Seuls 26 % des Français ont été convaincus par le discours d'Emmanuel Macron à Versailles et 27 % par celui d'Edouard Philippe devant l'Assemblée nationale
Sondage exclusif Atlantico/RMC/Harris interactive au terme duquel il apparaît également que 52 % des Français anticipent une hausse de leurs impôts malgré les promesses contraires du premier ministre
Quels enseignements retirer de ce sondage réalisé après le discours de politique générale d’Edouard Philippe ?
Les Français n’ont pas étés majoritairement convaincus par les discours du Président comme du Premier ministre. 42% des personnes interrogées déclarent ne pas l’avoir été concernant le propos d’Emmanuel Macron, 41% celui d’Edouard Philippe. Assez logiquement, les électeurs du Président de la République ont accueilli favorablement les deux prises de parole (55%).

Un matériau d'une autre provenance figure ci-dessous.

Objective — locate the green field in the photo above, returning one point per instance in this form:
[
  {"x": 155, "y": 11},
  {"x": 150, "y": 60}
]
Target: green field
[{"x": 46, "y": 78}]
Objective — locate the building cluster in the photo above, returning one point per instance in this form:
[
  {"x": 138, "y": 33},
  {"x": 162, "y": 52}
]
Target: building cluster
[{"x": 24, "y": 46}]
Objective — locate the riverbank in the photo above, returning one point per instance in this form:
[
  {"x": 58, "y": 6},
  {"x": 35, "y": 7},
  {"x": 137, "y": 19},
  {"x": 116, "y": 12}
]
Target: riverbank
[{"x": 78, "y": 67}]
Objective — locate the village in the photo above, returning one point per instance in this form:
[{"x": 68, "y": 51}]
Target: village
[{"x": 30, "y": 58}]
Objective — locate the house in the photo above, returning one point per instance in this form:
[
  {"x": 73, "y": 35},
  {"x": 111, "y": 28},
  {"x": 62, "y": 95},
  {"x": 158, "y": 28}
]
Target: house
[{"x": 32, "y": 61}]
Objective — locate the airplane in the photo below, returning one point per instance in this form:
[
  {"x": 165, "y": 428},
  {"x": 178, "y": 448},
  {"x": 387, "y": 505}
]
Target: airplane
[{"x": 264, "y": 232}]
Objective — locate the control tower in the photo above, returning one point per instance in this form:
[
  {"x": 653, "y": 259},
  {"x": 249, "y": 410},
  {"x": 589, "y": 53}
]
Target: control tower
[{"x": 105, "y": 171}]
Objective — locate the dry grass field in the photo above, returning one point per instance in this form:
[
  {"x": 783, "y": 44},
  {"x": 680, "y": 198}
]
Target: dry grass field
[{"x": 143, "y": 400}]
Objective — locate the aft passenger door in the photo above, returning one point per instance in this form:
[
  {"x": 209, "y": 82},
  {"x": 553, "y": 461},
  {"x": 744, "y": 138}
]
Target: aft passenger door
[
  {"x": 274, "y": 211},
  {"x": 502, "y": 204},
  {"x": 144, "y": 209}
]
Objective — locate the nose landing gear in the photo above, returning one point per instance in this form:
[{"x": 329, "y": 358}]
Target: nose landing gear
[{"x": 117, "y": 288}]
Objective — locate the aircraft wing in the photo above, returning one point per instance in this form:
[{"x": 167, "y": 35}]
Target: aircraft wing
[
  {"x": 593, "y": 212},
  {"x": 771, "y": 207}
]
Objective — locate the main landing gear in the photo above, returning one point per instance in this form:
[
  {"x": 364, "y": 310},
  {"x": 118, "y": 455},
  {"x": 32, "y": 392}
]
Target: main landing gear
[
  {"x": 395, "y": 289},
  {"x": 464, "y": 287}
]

D’une manière générale, ces interventions qui n’ont pas été suivies directement par les Français, souffrent d’un regard critique restitué dans les médias.
L’absence de souffle du Président a été relevé par les éditorialistes et a probablement eu une influence sur l’appropriation par les Français. Le discours de politique générale a probablement été perçu comme étant dans la même veine que celui d’Emmanuel Macron.
Même si le regard général est assez critique, on peut remarquer que les Français sont sensibles à certaines propositions. Notons ainsi que 80% des personnes interrogées accueillent favorablement la baisse de la taxe d’habitation, 79% la revalorisation de l’allocation adulte handicapé, 70% la création de 15 000 places de prison, 62% la modification du baccalauréat, 52% le prix du paquet à 10 euros et, enfin, 49% le fait de rendre obligatoire les vaccins aujourd’hui recommandés par les autorité de santé.
Au final ce sont, en premier lieu, les mesures permettant de favoriser le pouvoir d’achat et s’inscrivant dans une forme de justice qui sont jugées positivement par les Français. Il est frappant de remarquer la déconnexion entre le discours et l’appropriation des mesures. Le discours est mis à distance. Les mesures globalement appréciées.
Subsiste un doute quant aux effets pour les individus : 52% des Français anticipent une augmentation de leurs impôts, 10% une baisse et 38% aucun changement. Les électeurs d’Emmanuel Macron n’entrevoient, de leur côté, pas de changement. On peut voir ici l’effet de méfiance généralisé à l’égard des responsables politiques. Et notamment lorsqu’il est question de son « portefeuille ».